Subsetting Data in R

Adapted from Software Carpentry

Overview

Today we will learn to:

Subset vectors using indices, names, and logical operations
Skip and remove elements from data structures
Subset matrices, lists, and data frames
Handle special values (NA, NaN, Inf)
Combine logical conditions for complex subsetting

Questions

How can I work with subsets of data in R?
What are the different ways to extract data?
How do I use logical operations for subsetting?

Creating a Sample Vector

Let’s start with a simple numeric vector:

x <- c(5.4, 6.2, 7.1, 4.8, 7.5)
names(x) <- c('a', 'b', 'c', 'd', 'e')
x

Atomic Vectors

In R, simple vectors containing:

Character strings
Numbers
Logical values

are called atomic vectors because they can’t be further simplified.

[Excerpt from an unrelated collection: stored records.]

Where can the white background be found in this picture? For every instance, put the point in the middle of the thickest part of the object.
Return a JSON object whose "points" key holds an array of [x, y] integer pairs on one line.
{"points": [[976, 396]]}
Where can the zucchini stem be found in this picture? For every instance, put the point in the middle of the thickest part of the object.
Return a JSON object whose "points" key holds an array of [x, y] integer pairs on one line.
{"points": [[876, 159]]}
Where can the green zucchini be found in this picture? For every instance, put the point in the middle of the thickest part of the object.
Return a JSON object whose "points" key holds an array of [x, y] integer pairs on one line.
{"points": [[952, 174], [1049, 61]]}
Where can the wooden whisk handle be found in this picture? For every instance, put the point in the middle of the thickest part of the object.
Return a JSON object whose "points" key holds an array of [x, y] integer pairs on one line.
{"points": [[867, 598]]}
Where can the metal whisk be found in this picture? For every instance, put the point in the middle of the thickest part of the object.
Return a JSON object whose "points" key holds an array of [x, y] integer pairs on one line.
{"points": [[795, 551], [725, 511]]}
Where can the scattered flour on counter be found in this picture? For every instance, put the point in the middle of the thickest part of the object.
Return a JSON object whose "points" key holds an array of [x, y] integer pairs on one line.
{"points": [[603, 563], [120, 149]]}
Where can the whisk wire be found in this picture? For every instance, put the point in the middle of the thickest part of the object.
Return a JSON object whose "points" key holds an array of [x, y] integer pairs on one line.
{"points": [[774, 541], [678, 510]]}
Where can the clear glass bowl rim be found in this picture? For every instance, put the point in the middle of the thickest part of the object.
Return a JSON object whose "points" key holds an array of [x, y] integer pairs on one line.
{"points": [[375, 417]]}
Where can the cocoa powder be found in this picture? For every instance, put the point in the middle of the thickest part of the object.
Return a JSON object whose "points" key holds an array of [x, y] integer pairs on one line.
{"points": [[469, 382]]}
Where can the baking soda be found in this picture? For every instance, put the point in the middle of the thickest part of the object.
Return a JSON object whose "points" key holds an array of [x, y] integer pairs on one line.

Accessing Elements by Index

Extract elements using their position (1-indexed):

x[1]  # First element

x[4]  # Fourth element

The [] operator is a function that extracts elements.

Multiple Elements at Once

Extract several elements by combining indices:

x[c(1, 3)]  # First and third elements

Slicing Vectors

Use the : operator to create sequences:

x[1:4]  # Elements 1 through 4

The : operator creates: c(1, 2, 3, 4)

Repeating Elements

You can ask for the same element multiple times:

x[c(1, 1, 3)]

Out of Bounds

Asking for an index beyond the vector length returns NA:

x[6]  # Vector only has 5 elements

The Zero Index

Asking for the 0th element returns an empty vector:

x[0]

Vector Numbering in R

Important: In R, vector indexing starts at 1, not 0!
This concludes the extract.